展示の中で紹介されている「大三島ふるさと憩の家」は、生徒数の減少により1986年に廃校になった小学校の校舎を改装した宿泊施設で、1988年から営業をスタート。昨年、地方創生交付金の交付を受けて、地元の工務店や地元の学生とともに改修プロジェクトに着手し、耐震補強や屋根の改修などを実施。宿泊客がより安心して滞在できる環境を整えつつある。
ほかにも、かつて柑橘類の畑であった耕作放棄地が、葡萄畑に変わり、島産ワインを醸造するワイナリーが誕生したことなども紹介。去年は200本のワインが作られ、今年は500~600本になる見通しだ。島を「護り」ながら「創る」取り組みは、ゆっくりと、着実に進んでいる。

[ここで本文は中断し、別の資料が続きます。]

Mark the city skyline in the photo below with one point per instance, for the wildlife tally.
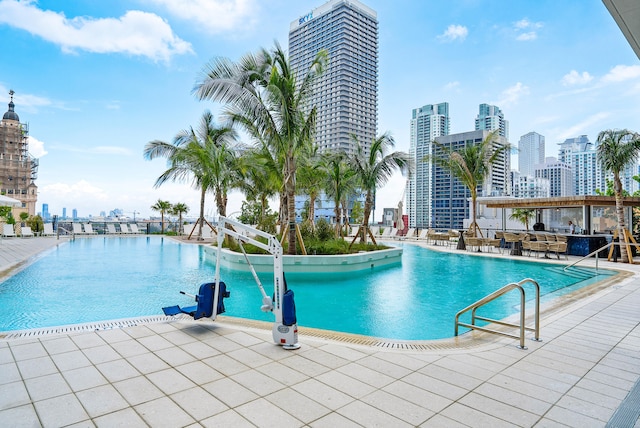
(93, 98)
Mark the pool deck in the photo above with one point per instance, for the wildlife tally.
(585, 372)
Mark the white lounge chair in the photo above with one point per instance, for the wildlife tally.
(26, 232)
(134, 228)
(7, 231)
(48, 230)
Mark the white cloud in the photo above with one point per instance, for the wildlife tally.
(135, 33)
(214, 16)
(454, 32)
(526, 29)
(36, 147)
(575, 78)
(620, 73)
(512, 95)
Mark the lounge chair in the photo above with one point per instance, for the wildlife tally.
(7, 231)
(48, 230)
(26, 232)
(134, 229)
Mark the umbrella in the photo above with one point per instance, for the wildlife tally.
(6, 201)
(400, 222)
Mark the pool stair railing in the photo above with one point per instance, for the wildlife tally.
(493, 296)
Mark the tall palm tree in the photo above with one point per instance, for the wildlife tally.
(470, 165)
(374, 167)
(162, 207)
(179, 209)
(263, 95)
(617, 149)
(340, 182)
(204, 156)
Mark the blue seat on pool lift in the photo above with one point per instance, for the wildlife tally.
(204, 298)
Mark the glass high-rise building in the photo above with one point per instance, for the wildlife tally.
(427, 123)
(531, 149)
(346, 94)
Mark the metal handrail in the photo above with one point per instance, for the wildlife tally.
(489, 298)
(595, 252)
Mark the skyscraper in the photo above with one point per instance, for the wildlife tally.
(530, 153)
(491, 118)
(427, 123)
(346, 94)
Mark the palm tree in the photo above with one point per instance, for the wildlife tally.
(470, 165)
(179, 209)
(204, 156)
(162, 207)
(340, 182)
(263, 95)
(374, 167)
(616, 149)
(523, 215)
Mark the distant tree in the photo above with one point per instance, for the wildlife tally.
(616, 149)
(162, 207)
(470, 165)
(179, 209)
(523, 215)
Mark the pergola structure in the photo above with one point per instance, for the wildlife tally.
(586, 202)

「島に移住してきてくれる若い人がだいぶ増えてきた。あと2、3年頑張っていると、急激に島が変わっていく、いい事例になれるかもしれないという期待を抱いている。ぜひ、大三島を訪ねて、色々とアドバイスをいただけたら」と伊東氏。
同氏自身による建築の取組みでは、葡萄畑に近い場所にオーベルジュ(宿泊施設付きレストラン)を開設する計画が進行中。1976年に作った「White U」(東京都中野区)を、今度は大三島の島づくりのために建てる考え。2019年オープンを目指して進めている。
「聖地・大三島を護る=創る」の会期は4月12日~6月17日(休館日=毎水曜日、5月27日)。開館時間は10時~18時。入場無料。